Un groupe de six femmes et treize enfants présentant des liens présumés avec l’organisation État islamique (EI) est arrivé en Australie, mardi 26 mai, en provenance du camp de réfugiés d’al-Roj, dans le nord-est de la Syrie. Deux groupes distincts ont atterri respectivement à Sydney et à Melbourne, selon des sources officielles.
Le ministre de l’Intérieur, Tony Burke, a déclaré que ces personnes avaient fait « le choix horrible de rejoindre une organisation terroriste dangereuse et de placer leurs enfants dans une situation indescriptible ». Il a précisé que le gouvernement australien ne leur avait apporté aucune aide pour ce retour. Le Premier ministre Anthony Albanese avait auparavant affirmé, lors de précédents rapatriements, que « si vous faites votre lit, vous vous y couchez », réaffirmant la position ferme des autorités.
Une femme déjà inculpée pour terrorisme
Parallèlement à ce retour, la police fédérale australienne a annoncé, jeudi 27 mai, avoir inculpé une femme revenue de Syrie pour des infractions en lien avec le terrorisme. Les détails précis des charges retenues n’ont pas encore été divulgués, mais une conférence de presse doit être tenue dans la journée. Cette inculpation s’ajoute à celles déjà prononcées contre trois autres femmes rapatriées plus tôt en mai, qui font face à des accusations de crimes contre l’humanité et de séjour dans une zone de conflit déclarée.
Selon les autorités, aucun membre du groupe arrivé mardi n’a été arrêté à son atterrissage, mais les enquêtes se poursuivent. Des médias locaux rapportent qu’un important dispositif policier a été déployé à l’aéroport de Melbourne, où une bousculade aurait éclaté tandis que le groupe était escorté par une entrée latérale.
Contexte et polémique politique
Ces retours s’inscrivent dans le cadre plus large du rapatriement des familles de combattants de l’EI détenues depuis 2019 dans le camp d’al-Roj. Plusieurs Australiennes avaient rejoint la Syrie à partir de 2012 pour épouser des membres de l’organisation. Le gouvernement australien et l’opinion publique restent divisés sur la question : certains estiment que ces personnes doivent être jugées en Australie, tandis que d’autres dénoncent un laxisme sécuritaire.
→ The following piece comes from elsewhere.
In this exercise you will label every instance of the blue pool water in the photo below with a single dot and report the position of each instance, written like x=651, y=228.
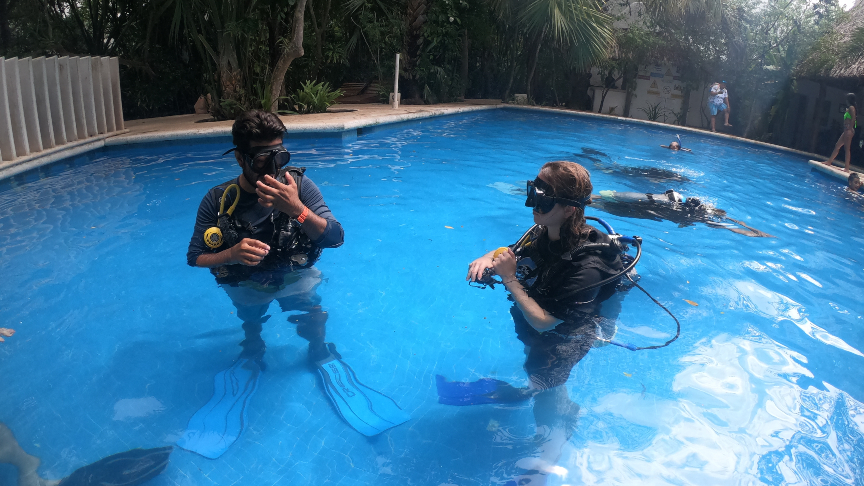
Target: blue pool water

Des organisations de défense des droits plaident pour que les enfants, en particulier, bénéficient d’un soutien adapté. L’Australie n’est pas le seul pays confronté à ce dilemme : la France et le Royaume-Uni ont montré une forte réticence à rapatrier leurs ressortissants. En 2019, le Royaume-Uni avait déchu Shamima Begum de sa nationalité pour motifs de sécurité nationale.
Risques sécuritaires et appels à la réinsertion
Interrogé sur les risques potentiels, Afzal Ashraf, spécialiste des relations internationales et de la sécurité à l’Université de Loughborough, estime qu’ils doivent être évalués avec proportion. « Il y aura des défis sécuritaires, car ces personnes souffrent probablement de stress post-traumatique », a-t-il expliqué. « Statistiquement, le risque lié au terrorisme est bien inférieur à celui des accidents de la route. » Il préconise un soutien psychologique complet et des programmes de réinsertion pour atténuer les menaces.
En février dernier, le gouvernement australien avait émis une ordonnance d’exclusion temporaire contre une femme résidant en Syrie, lui interdisant de rentrer jusqu’en février 2028. Son enfant, qui n’était pas soumis à cette interdiction, a choisi de rester avec elle. Cette décision est actuellement contestée par la famille.